The majority of S100 proteins form symmetric noncovalent homodimers, a feature that is unique to the EF hand family. The dimer is formed by the interaction of helices I and IV of each monomer thus forming an antiparallel structure. Although infrequent, heterodimers have been shown to form between certain S100 proteins, such as that formed between S100A8 and S100A9 [83]. The only monomeric S100 family member is S100G (calbindin-D9k). Upon Ca2+ binding, all S100 proteins except S100A13 [84] undergo a conformational change that results in a large reorientation of helix III whereas helix IV and the N-terminal EF hand show only minor structural changes. Specifically, the Ca2+-binding event results in the N-terminus of helix III shifting by about 40 degrees relative to helix IV which results in helix III adopting a position that is nearly perpendicular to helix IV. As a consequence five hydrophobic residues on helix IV, as well as on two hydrophobic residues in helix I and three hydrophobic residues in the hinge region which was previously buried in the Ca2+-free state, are exposed and form the site utilized for ligand interactions (reviewed in [72]).

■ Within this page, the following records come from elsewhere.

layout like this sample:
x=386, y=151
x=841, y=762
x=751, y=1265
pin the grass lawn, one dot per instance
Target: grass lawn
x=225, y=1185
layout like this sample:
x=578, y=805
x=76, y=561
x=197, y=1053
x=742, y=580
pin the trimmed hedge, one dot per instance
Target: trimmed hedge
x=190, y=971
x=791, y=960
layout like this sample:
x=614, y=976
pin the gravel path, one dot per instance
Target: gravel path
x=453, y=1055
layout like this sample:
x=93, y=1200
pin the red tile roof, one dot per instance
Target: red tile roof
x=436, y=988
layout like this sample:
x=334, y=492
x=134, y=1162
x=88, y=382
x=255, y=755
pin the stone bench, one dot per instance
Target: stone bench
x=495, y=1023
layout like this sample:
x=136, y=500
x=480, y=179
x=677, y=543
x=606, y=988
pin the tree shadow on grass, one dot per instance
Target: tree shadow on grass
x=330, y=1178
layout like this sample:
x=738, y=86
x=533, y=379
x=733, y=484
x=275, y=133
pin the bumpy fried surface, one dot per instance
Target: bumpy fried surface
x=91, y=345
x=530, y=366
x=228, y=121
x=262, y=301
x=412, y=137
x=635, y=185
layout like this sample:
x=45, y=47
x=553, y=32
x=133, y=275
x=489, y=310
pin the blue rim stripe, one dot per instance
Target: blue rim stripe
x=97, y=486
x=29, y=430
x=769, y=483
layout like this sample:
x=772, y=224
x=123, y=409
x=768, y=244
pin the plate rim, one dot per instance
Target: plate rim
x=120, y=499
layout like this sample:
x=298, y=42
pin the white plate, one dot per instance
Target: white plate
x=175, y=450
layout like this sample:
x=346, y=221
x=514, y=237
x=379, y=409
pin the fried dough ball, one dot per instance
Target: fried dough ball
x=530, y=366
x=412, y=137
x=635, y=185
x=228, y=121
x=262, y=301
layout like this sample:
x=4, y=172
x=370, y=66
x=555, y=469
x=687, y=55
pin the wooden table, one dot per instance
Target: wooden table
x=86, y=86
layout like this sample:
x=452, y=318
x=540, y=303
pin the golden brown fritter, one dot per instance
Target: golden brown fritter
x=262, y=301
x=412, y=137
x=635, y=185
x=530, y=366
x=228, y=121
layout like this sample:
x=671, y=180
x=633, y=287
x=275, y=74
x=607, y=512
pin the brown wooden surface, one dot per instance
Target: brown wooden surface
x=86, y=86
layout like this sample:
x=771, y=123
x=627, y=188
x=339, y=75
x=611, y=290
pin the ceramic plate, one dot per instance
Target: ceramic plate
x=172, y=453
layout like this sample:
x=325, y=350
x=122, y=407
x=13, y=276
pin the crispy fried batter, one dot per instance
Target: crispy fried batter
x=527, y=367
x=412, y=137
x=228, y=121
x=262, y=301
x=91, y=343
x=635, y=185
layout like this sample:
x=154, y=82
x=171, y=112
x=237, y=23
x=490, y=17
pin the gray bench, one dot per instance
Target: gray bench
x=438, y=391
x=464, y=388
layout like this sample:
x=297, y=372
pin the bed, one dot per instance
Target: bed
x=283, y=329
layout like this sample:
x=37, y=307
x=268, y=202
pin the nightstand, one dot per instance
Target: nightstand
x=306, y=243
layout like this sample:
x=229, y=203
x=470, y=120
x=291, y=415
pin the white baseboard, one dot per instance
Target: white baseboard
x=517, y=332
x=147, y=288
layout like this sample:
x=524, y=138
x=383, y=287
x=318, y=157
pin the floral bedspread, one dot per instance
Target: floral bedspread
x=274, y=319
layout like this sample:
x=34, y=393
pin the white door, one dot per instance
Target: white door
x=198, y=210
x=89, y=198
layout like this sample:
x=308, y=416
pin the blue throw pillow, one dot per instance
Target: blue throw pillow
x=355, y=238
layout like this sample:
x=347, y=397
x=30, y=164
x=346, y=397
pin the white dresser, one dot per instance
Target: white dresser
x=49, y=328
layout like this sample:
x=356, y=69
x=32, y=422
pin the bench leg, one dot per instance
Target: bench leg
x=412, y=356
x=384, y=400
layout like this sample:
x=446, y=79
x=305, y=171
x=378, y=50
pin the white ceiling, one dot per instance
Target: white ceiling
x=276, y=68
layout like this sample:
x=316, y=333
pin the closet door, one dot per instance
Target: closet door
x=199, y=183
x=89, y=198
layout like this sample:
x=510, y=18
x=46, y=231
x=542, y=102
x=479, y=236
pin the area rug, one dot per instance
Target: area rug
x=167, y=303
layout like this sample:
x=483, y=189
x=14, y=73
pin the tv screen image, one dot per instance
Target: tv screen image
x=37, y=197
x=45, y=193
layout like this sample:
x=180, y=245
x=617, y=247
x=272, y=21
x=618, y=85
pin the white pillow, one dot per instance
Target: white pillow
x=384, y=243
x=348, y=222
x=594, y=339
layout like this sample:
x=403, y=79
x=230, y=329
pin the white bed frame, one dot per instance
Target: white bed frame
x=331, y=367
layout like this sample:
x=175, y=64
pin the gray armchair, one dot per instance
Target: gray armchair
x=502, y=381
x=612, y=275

S100A10 is unique among S100 family members in that its EF hands cannot bind Ca2+. Each S100A10 monomer is composed of four α-helical domains of variable length referred to as H-I (Q3-A19), H-II (K27-K36), H-III (A50-L58), and H-IV (F68-H89) (Figure 2). Separating H-I and H-II helical regions is a loop which along with contributions from H-I and H-II forms a Ca2+-binding loop (L1; A19-L30) and the H-I-L1-H-II domain forms the S100-specific, EF-1 domain. The H-III and H-IV domains are separated by a second loop (L2; D59-S70) and the H-III-L2-H-IV domain forms the canonical EF hand motif, EF-2. The EF-1 and EF-2 domains are connected by a flexible linker or hinge region (HR1: P39-N44). S100A10 has three deletions in L1 thus rendering this domain incapable of binding Ca2+. Two substitutions involving a glutamic and asparagine residue in EF-2 of S100A10 also render this domain incapable of binding Ca2+. Although the EF hands of S100A10 are unable to bind Ca2+, the conformation of S100A10 resembles the Ca2+ “on” state of other S100 proteins, therefore the mutations in S100A10 result in a constitutively active conformation [85]. Thus the interaction of S100A10 with its best characterized ligand, annexin A2, is Ca2+ independent [62].

fig2
Figure 2: Structure of S100A10. A cartoon of the association of S100A10 with its two primary ligands, annexin A2 and plasminogen, is presented in 𝐴 . The figure illustrates the structure of S100A10 and the association of S100A10 with the amino-terminus of annexin A2 and with plasminogen. Each S100A10 monomer is composed of four α-helical domains H-I, H-II, H-III, and H-IV. Separating H-I and H-II helical regions is a loop, L1. The H-III and H-IV are separated by a second loop (L2). The H-II and H-III are connected by a flexible linker or hinge region (HR1). The points of interaction between the amino-terminus of annexin A2 and S100A10 are quite extensive and four hydrophobic amino acids of the amino terminus of annexin A2 (V3, I6, L7, and L10) form seven points of contact with helix H-I of one monomer, two points of contact with the hinge region, and nine points of contact with helix H-IV of the other monomer for a total of nineteen points of contact with S100A10. Shown also are the helical wheel projections for the S100A10-binding site for B, annexin A2; C, NS3; D, DLC1; E, TASK-1. The S100A10-binding region of these ligands consists of an amphipathic α-helix in which hydrophobic residues form a binding site on one side of the helix. The program for helical wheel projections was obtained from http://www.kael.net/helical.htm.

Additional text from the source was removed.